Wir enden damit, auf normalen Weg (fuer ein paar Taler mehr) eine kleine Nussschale mit tuerkischer Fahne zu nehmen, die relativ verloren wirkt neben dem dreimal so grossen Luxusliner aus dem massenhaft Kreuzfahrt-Touristen stroemen, um die Altstadt von Rhodos fuer einige Stunden zu erobern. Allerdings ist die Schiffsbesatzung angenehm und verteilt sogar Schokolade - also doch die bessere Wahl!

Auf dem Boot lernen wir Nadya und ihren beiden kleinen Kinder Grace und Miles kennen, die sich auf einem Visa-run befindet, da sie in Marmaris (unser Zielhafen) mit ihrer Familie auf einem Segelboot lebt. Leider kann sie uns bzgl. Boote in Richtung Afrika oder Zypern auch nicht weiterhelfen. Wir verbringen drei wunderbare Stunden mit Kinderbelustigung.

In Marmaris angekommen laufen wir nach erfolgreich abgeschlossener Immigration ins City-Center und geniessen unser Sonntagsmahl - es gibt hervorragendes Doenerfleisch und Auberginen-Massakker. Nun sind wir also in Asien gelandet!

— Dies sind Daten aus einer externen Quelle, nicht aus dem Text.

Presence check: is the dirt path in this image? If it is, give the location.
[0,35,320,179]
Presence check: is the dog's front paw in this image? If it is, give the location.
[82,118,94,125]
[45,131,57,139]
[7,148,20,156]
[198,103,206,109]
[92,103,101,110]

Auf der Suche nach einem geeigneten Schlafplatz werden wir auf einem verlassen scheinenden Firmengelaende fuendig. Leider werden wir in der Abenddaemmerung von einem "Wachmann"(?) entdeckt, der uns (nach der Feststellung von Sprachproblemen) erstmal zum "Cai" Tee einlaedt. Gemeinsam mit seinem Kumpel von der Polizei schauen wir uns tuerkisches Fernsehen an und schluerfen dabei herlichen schwarzen Tee. Nach einer geschlagenen Stunde "Einfuehrung in das kulturelle Fernsehprogramm der Tuerkei" verabschieden wir uns Richtung Zelt - der Polizist hatte uns ein okay zum zelten gegeben. Allerdings sieht dies der Wachmann fuenf Minuten spaeter wieder ganz anders, drueckt Karsten ein Telefon in die Hand an dem uns eine Stimme deutlich macht "cannnot kamp - go to hotel - iiimportant place". Drei Sprachbrocken spaeter, als wir schon enttaeuscht zusammen packen wollen, wird uns nochmal der Hoerer gereicht: "can kamp, can stay - don't go to hotel!" - Juhuuu!!! - allerdings muessen wir zwischen sechs und sieben Uhr am naechsten Tag den Platz verlassen.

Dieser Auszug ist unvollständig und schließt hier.